Into this breach CCW has brought The Vatican II Hymnal, which despite its name aspires to serve both Ordinary Form and Extraordinary Form Communities. It incorporates the Ordinaries for both forms of Holy Mass, along with a comprehensive selection of traditional hymns, one of the most extensive offered since the second edition of the Canadian Catholic Book of Worship II. Its Gregorian section is impressive but unfortunately not complete. While we cannot give it wholehearted endorsement, it does provide a valuable new bridge product that can more than adequately serve parishes which celebrate both forms of Holy Mass.

Lastly, we must mention one of CCW’s most impressive accomplishments: Most everything other than the hymnal is available at no charge. Although it is obvious that a tremendous amount of effort has gone into their offerings, donations are only modestly requested on their web site. To the anonymous donors who have supported this worthy and impressive enterprise...Thank you.

Tridentine Masses This Coming Week

Mon. 04/23 7:00 PM: Low Mass at St. Josaphat (Feria of Paschaltide)

Tue. 04/24 7:00 PM: Low Mass at Assumption-Windsor (Votive Mass for the Anniversary of the Coronation of the Pope)

Wed. 04/25 7:00 PM: High Mass at St. Josaphat (St. Mark, Evangelist)

Fri. 04/27 7:00 PM: High Mass at St. Josaphat (St. Peter Canisius, Confessor & Doctor) Juventutem-Michigan Debut Mass – all ages invited. Dinner afterwards in St. Josaphat Parish Hall for young adults age 18-35.

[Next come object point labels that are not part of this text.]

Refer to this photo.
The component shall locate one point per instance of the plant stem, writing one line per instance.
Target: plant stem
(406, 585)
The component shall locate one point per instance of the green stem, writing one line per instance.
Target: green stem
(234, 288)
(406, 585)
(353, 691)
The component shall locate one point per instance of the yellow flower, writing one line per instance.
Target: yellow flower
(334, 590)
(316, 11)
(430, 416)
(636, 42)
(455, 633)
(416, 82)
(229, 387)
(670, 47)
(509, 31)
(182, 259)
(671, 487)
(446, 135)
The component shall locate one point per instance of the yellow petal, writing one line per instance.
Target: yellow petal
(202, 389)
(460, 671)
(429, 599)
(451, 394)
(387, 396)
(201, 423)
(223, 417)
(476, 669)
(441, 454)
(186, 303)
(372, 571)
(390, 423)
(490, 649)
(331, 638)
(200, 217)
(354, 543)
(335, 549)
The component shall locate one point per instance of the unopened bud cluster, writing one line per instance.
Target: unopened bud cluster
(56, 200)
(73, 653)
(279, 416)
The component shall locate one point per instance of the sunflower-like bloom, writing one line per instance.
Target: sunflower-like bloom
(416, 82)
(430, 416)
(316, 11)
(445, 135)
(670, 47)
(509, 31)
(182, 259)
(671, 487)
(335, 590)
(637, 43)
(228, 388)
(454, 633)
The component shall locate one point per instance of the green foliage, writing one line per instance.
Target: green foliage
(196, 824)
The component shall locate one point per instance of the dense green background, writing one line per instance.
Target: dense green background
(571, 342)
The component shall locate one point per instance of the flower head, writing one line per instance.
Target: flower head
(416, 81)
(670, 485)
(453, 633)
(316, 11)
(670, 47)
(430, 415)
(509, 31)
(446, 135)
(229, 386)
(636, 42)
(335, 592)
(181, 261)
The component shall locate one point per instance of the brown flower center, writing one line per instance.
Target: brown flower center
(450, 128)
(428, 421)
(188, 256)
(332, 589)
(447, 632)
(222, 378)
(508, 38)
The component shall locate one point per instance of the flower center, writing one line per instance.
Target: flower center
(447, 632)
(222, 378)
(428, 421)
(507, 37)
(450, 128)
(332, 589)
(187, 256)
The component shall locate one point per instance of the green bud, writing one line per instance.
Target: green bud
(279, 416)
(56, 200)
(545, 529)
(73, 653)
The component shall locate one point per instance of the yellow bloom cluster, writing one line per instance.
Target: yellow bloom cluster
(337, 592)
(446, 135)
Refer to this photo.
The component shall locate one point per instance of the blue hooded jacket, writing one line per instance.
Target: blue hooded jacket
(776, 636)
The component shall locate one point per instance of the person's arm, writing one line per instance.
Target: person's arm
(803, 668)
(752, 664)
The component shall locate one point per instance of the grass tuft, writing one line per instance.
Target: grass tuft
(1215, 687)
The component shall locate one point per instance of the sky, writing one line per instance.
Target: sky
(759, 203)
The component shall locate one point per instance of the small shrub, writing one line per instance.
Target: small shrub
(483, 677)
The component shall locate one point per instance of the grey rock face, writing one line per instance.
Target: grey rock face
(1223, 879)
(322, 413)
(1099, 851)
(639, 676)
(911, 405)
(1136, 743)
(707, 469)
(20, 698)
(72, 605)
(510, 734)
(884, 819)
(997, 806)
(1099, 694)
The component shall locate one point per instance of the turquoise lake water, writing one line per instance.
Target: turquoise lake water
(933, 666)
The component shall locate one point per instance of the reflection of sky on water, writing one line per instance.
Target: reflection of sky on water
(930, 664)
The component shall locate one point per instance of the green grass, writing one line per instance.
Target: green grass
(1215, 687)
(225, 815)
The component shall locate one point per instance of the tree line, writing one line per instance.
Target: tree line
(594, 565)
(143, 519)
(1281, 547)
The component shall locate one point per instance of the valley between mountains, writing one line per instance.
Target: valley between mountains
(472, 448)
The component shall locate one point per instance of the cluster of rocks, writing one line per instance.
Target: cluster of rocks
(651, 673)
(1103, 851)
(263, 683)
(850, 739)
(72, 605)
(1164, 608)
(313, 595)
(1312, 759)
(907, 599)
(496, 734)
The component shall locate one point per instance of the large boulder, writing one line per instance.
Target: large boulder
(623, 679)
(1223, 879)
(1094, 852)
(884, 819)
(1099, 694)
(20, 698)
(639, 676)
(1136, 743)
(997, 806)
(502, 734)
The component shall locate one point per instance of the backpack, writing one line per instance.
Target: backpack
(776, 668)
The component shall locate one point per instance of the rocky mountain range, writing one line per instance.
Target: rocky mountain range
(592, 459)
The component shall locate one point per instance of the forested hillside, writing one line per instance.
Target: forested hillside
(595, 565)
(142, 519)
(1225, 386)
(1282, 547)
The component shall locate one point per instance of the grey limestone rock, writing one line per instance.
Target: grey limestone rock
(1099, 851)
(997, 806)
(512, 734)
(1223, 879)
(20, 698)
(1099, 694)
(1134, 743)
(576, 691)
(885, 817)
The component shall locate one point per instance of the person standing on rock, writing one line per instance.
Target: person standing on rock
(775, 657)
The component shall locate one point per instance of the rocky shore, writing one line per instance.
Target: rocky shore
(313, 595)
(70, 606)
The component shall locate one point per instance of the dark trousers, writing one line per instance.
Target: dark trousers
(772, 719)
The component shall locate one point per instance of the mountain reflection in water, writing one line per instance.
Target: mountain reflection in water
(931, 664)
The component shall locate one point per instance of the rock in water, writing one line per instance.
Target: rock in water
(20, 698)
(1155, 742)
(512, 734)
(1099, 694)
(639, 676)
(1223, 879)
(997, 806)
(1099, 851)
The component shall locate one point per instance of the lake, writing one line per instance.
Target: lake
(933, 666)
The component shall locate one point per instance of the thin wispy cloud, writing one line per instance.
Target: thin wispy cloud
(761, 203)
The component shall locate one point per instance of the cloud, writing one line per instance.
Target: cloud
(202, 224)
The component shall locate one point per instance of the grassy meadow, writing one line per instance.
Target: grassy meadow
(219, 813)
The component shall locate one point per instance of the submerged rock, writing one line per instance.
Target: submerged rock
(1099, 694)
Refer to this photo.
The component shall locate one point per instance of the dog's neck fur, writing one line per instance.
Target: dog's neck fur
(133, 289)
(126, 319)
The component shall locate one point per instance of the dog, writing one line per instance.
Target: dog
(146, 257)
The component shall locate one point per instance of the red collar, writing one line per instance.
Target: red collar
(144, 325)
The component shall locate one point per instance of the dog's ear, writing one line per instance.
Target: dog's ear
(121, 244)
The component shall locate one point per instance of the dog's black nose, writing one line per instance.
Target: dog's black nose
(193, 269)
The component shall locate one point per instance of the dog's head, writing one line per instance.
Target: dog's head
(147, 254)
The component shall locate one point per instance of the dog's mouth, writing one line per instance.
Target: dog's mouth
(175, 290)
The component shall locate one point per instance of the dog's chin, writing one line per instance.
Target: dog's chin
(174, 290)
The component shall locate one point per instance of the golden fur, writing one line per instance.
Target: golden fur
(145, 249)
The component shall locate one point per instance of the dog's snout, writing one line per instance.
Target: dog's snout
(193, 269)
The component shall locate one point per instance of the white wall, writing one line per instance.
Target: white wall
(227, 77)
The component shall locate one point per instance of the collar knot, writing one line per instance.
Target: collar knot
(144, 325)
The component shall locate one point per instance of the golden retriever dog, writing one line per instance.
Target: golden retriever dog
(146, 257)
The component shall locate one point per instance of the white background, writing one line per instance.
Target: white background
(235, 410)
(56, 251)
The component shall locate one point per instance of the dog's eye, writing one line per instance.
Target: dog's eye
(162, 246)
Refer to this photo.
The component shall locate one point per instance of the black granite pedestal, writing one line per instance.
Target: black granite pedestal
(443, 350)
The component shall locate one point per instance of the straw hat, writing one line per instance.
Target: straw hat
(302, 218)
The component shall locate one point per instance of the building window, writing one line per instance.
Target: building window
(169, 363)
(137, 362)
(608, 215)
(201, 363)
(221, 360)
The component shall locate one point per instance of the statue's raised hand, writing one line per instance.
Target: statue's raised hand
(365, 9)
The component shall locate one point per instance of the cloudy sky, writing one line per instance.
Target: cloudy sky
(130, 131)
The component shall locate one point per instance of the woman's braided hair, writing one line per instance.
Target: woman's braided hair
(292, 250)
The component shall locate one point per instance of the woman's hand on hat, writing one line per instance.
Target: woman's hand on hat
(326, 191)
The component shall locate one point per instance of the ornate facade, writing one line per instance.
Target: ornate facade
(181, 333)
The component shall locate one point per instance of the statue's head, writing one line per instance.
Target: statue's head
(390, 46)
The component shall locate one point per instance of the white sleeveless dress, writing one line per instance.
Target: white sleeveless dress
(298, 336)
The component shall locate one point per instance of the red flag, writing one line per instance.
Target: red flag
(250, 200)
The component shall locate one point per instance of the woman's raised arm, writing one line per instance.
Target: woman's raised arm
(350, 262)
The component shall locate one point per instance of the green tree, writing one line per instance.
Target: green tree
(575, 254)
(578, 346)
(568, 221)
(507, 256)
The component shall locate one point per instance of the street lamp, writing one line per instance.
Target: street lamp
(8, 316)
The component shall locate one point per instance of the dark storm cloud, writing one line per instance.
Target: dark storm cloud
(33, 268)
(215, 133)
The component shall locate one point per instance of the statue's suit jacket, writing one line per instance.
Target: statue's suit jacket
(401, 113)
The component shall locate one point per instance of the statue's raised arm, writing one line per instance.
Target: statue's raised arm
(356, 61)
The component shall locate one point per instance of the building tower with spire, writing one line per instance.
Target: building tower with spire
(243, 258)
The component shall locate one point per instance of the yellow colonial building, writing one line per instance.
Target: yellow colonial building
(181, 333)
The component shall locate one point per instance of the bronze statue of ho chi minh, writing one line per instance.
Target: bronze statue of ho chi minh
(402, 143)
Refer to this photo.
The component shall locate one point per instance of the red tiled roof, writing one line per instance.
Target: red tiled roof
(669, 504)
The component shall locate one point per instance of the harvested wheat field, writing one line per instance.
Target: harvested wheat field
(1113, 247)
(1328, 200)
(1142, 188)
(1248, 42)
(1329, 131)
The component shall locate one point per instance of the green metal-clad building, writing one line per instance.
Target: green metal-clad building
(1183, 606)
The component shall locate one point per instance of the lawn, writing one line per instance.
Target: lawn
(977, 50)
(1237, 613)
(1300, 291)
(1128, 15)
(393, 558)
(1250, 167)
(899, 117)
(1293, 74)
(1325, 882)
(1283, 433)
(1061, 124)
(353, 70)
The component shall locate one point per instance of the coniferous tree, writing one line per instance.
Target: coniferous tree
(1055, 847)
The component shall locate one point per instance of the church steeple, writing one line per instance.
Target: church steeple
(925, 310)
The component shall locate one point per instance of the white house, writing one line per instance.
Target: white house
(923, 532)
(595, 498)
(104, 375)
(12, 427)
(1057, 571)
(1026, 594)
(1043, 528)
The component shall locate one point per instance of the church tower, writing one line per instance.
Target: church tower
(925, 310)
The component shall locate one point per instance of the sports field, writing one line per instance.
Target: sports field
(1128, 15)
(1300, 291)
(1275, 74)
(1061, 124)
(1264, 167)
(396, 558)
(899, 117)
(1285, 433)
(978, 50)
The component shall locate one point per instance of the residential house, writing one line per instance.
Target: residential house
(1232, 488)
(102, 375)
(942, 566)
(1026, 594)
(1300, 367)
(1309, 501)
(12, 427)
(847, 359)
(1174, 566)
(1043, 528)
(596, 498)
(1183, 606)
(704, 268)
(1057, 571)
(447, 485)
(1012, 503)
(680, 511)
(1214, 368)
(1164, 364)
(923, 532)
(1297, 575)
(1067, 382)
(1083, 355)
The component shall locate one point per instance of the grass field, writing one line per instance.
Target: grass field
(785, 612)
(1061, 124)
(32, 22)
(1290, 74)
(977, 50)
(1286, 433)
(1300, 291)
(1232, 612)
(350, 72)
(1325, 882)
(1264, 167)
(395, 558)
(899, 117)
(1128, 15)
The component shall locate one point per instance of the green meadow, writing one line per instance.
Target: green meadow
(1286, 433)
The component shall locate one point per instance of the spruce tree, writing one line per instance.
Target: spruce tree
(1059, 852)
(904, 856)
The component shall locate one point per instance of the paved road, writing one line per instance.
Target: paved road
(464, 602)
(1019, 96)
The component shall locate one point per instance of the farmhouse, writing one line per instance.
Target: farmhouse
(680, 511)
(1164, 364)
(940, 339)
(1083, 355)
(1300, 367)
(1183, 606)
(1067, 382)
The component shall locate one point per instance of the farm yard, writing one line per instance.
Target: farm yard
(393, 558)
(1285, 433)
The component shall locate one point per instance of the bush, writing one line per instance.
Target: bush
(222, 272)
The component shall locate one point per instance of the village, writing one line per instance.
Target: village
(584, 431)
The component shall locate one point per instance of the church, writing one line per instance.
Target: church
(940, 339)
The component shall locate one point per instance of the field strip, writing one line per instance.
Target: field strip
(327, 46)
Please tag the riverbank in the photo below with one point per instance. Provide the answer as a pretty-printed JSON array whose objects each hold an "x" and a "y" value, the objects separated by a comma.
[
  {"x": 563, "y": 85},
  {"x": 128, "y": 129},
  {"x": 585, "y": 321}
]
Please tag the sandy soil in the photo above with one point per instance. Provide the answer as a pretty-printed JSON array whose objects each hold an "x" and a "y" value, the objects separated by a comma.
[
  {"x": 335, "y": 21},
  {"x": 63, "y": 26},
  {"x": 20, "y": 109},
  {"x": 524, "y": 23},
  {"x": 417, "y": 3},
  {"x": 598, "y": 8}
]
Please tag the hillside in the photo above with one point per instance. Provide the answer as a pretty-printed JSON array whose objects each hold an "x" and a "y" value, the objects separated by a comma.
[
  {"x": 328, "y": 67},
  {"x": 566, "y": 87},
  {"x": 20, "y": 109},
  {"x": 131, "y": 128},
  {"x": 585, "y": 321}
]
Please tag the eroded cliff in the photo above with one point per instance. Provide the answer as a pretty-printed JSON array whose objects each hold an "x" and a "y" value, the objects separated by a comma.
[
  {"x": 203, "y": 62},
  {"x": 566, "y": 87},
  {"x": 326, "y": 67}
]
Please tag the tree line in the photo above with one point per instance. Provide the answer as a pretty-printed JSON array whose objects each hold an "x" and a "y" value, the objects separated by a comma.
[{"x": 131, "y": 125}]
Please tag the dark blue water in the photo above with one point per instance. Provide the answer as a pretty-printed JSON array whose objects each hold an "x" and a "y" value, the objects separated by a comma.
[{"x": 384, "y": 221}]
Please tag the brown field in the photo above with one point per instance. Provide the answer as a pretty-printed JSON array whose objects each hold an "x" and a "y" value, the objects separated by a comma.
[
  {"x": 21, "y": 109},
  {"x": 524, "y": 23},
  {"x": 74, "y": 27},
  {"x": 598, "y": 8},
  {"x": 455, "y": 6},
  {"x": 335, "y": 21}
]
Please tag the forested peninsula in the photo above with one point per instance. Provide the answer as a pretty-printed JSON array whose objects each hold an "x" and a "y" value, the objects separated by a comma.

Sun. 04/29 1:00 PM: High Mass at St. Hyacinth (Third Sunday After Easter)
[Comments? Please e-mail tridnews@stjosaphatchurch.org. Previous columns are available at www.stjosaphatchurch.org. This edition of Tridentine Community News, with minor editions, is from the St. Josaphat bulletin insert for April 22, 2012. Hat tip to A.B.]


3 comments:








Sam Schmitt

said...

I'm curious - about "The Parish Book of Chant" - which "puzzling omissions" are you thinking of? And how does it "clearly favor the Ordinary Form"? As most of the chants in the book are applicable to either form, or are not strictly liturgical, I'm not sure what you mean here.





AlexB

said...
This comment has been removed by a blog administrator.




AlexB

said...

Off the top of my head, here are some unfortunate omissions in the PBC that preclude its use in the EF Communities for which this column is written:

1. Vidi Aquam #2 as in the Liber Cantualis, the Saint Joseph Hymnal, and the Collegeville Hymnal

2. Gregorian Masses II, III, V, VI, VII, X, XIV

3. Pontifical Blessing (Sit nomen...)

4. Should have more settings of O Salutaris and Tantum Ergo

5. Christus Vincit, Vatican Radio version

I do not mean to criticize the project per se...kudos to all involved...but I do feel that in this electronic age, a truly exemplary hymnal for the EF can be created by consulting the existing hymnals out there, along with the web sites of prominent EF Mass sites that post their music selections. See what music people are actually using and fill those needs.

While I have no inside information about its contents, I am looking forward to the second edition of the Traditional Roman Hymnal, because its editor has done due diligence along the above lines.